Saturday, September 14, 2024

Ontario advocates to fight LTC law infringing on seniors’ rights

First Published:

Ontario advocates launched a constitutional challenge on Monday to a law they call an “unprecedented and egregious deprivation” of seniors’ rights and freedoms.

The law is Bill 7, titled ‘More Beds, Better Care Act (2022)’ and was passed by the Ford government in late August.

It says elderly patients can face penalties of $400 per day if they refuse to let a hospital transfer them to a long-term care home not of their choosing.

The Ontario Health Coalition & Advocacy Centre for the Elderly launched a constitutional challenge against the act, saying it is a direct affront to the fundamental right to give informed consent to medical treatment

“The purpose of the legislation and mandatory $400 fee is to intimidate and coerce older adults to leave hospital, to any destination, even those which are inappropriate,” said Jane Meadus, lawyer and institutional advocate at the Advocacy Centre for the Elderly.

These hefty fines are part of Bill 7 which Meadus considers a breach of fundamental rights every Ontario citizen has to privacy over their health information.

The legislation allows southern Ontario hospital patients to be transferred to a temporary long-term care home as far as 70 kilometres away and patients in northern regions face a move of over 150 kilometres away while they await a bed in their preferred facility.

Since bringing this bill forward, the Ontario government has said that temporarily transitioning these patients into long-term care homes will free up high-demand hospital beds.

However, the legal position states that this will not fix the “large systemic problem” of hospital bed shortages and instead, will put seniors’ at great risk by transferring them to homes up to 150 kilometres away.

“While the move to a LTC facility not of their choosing is ostensibly to be temporary, the reality is that most ALC patients will die in the homes they are transferred to,” the legal position reads.

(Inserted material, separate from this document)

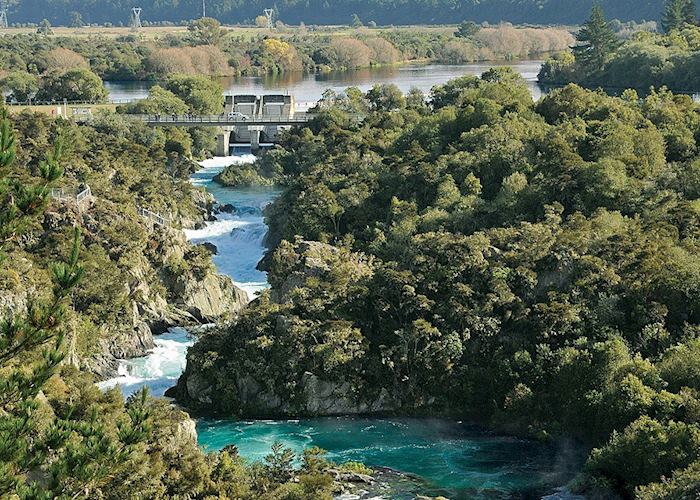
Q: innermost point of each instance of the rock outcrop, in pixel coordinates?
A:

Since the bill specifically targets seniors who require long-term care, a vulnerable segment of the population who cannot live on their own, their position goes on to say that an effort to obtain consent to move is in fact “coerced consent” and therefore, not a real choice.

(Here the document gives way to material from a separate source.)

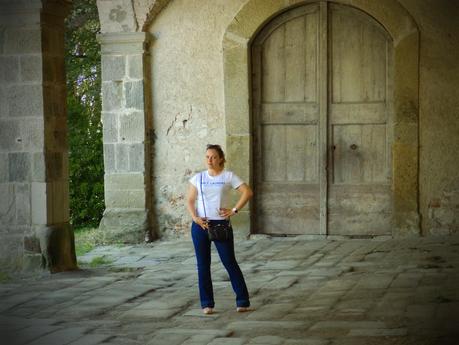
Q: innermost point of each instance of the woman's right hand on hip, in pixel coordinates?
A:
(202, 222)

Based on these facts, the Ontario Health Coalition argues that Bill 7 “infringes the right of an ALC patient to equality” under Section 15 of the Canadian Charter of Rights and Freedoms.

Their lawyers, alongside Ontario Health Coalition Executive Director Natalie Mehra, released the details of their constitutional challenge on Monday morning, saying that forcing patients into LTC homes puts their health and well-being at great risk.